Le mouvement "Occupy Wall Street" se répand en Europe
  2011-10-16 10:30:57  xinhua
Les habitants de la Grosse Pomme ont vu ce samedi un écho du mouvement "Occupy Wall Street" en Euroupe, où des mesures d'austérité toujours plus rigoureuses en vue de contenir la crise de la dette souvraine rendent la vie de plus en plus dure à travers le Vieux Continent.

Rome a connu samedi une journée tumultueuse lorsque des manifestations sont devenues violentes dans de nombreux coins de la capitale italienne, faisant plus de 70 blessés.

La police a dû faire usage de gaz lacrymogène et de canons à eau pour disperser des dizaines de milliers de manifestants.

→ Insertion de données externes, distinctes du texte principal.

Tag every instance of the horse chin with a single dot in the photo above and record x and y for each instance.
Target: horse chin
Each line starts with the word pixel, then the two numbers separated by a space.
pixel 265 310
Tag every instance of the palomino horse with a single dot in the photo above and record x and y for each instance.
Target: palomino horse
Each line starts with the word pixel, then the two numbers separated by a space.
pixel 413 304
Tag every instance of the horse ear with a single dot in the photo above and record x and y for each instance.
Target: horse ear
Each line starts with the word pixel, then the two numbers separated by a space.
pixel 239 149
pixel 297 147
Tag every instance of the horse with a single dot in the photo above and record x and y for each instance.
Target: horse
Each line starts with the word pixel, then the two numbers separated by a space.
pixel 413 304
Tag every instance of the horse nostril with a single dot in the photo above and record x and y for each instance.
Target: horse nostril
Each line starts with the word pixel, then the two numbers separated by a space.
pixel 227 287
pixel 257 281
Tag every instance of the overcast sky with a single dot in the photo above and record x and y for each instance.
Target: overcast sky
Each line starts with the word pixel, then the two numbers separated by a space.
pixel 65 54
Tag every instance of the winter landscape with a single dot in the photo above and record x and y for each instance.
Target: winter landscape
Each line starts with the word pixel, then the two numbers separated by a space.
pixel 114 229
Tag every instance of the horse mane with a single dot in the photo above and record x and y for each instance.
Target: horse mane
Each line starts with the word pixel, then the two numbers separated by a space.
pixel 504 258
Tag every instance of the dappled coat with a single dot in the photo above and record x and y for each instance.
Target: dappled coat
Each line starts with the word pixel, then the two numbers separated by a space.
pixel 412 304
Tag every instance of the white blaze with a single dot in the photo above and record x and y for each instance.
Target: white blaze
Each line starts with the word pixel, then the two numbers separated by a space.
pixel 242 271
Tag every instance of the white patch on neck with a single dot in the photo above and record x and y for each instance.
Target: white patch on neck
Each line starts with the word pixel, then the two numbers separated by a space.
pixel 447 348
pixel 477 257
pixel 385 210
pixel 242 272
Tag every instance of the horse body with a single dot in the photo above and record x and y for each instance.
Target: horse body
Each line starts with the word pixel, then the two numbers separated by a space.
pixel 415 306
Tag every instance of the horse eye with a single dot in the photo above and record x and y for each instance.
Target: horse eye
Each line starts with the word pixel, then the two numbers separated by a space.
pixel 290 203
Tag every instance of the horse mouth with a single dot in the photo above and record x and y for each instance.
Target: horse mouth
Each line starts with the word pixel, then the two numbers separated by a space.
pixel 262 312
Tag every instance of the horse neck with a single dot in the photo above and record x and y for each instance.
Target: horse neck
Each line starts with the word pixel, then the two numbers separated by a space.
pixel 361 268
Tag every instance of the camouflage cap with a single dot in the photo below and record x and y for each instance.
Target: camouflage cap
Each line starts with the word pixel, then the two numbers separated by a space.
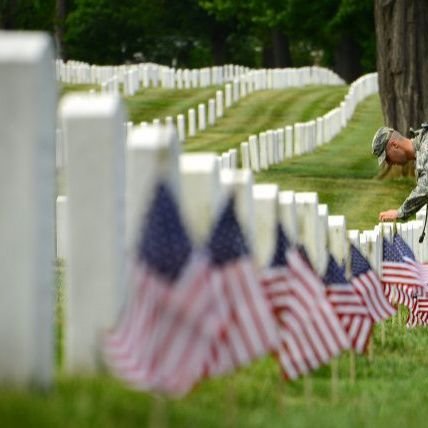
pixel 379 142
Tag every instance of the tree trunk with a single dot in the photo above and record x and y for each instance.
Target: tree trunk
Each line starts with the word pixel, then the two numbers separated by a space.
pixel 402 61
pixel 59 27
pixel 276 50
pixel 281 49
pixel 347 59
pixel 7 15
pixel 218 45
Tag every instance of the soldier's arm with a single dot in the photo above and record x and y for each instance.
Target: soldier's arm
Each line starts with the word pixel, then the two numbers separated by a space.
pixel 417 198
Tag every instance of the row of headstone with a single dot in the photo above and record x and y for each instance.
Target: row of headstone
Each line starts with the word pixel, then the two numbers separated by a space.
pixel 154 75
pixel 273 146
pixel 110 174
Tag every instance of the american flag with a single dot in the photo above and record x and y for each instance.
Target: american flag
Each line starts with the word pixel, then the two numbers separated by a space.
pixel 348 306
pixel 418 315
pixel 310 332
pixel 418 307
pixel 163 334
pixel 401 280
pixel 247 328
pixel 395 269
pixel 421 271
pixel 369 287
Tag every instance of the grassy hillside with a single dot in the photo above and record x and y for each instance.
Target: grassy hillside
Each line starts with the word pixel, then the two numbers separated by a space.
pixel 390 389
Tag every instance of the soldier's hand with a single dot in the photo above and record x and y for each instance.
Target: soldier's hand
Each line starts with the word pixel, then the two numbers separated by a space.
pixel 389 215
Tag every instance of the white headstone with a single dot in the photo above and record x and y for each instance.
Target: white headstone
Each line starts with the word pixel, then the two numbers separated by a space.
pixel 61 227
pixel 228 89
pixel 28 99
pixel 288 215
pixel 219 103
pixel 181 128
pixel 264 151
pixel 245 155
pixel 202 117
pixel 200 195
pixel 95 173
pixel 192 122
pixel 254 153
pixel 240 183
pixel 266 220
pixel 308 221
pixel 289 148
pixel 211 111
pixel 338 243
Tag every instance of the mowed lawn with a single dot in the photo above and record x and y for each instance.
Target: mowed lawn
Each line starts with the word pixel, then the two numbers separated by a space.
pixel 390 389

A Londres, des miliers de manifestants se sont rassemblés près de la cathédrale Saint-Paul, au centre de la capitale britannique, et projetaient de marcher vers la City of Londres pour "occuper" ce quartier Square Mile. Pourtant, la police a immédiatement bloqué toutes les sorties à proximité de la cathédrale, coinçant les manifestants à l'intérieur des "murs de policiers".

"Nos rues!", "Nous avons le droit de faire la grève!", ont crié des manifestants, en brandissant des slogans comme "Pas de réduction", "Lutter pour l'emploi" et "Les banquiers ont obtenu le soutien, Nous sommes vendus".

Sur son site, "Occupy London" explique que le mouvement vise à s'adresser à l'injustice en Grande-Bretagne et au-delà, dans le cadre du "mouvement mondial pour une véritable démocratie".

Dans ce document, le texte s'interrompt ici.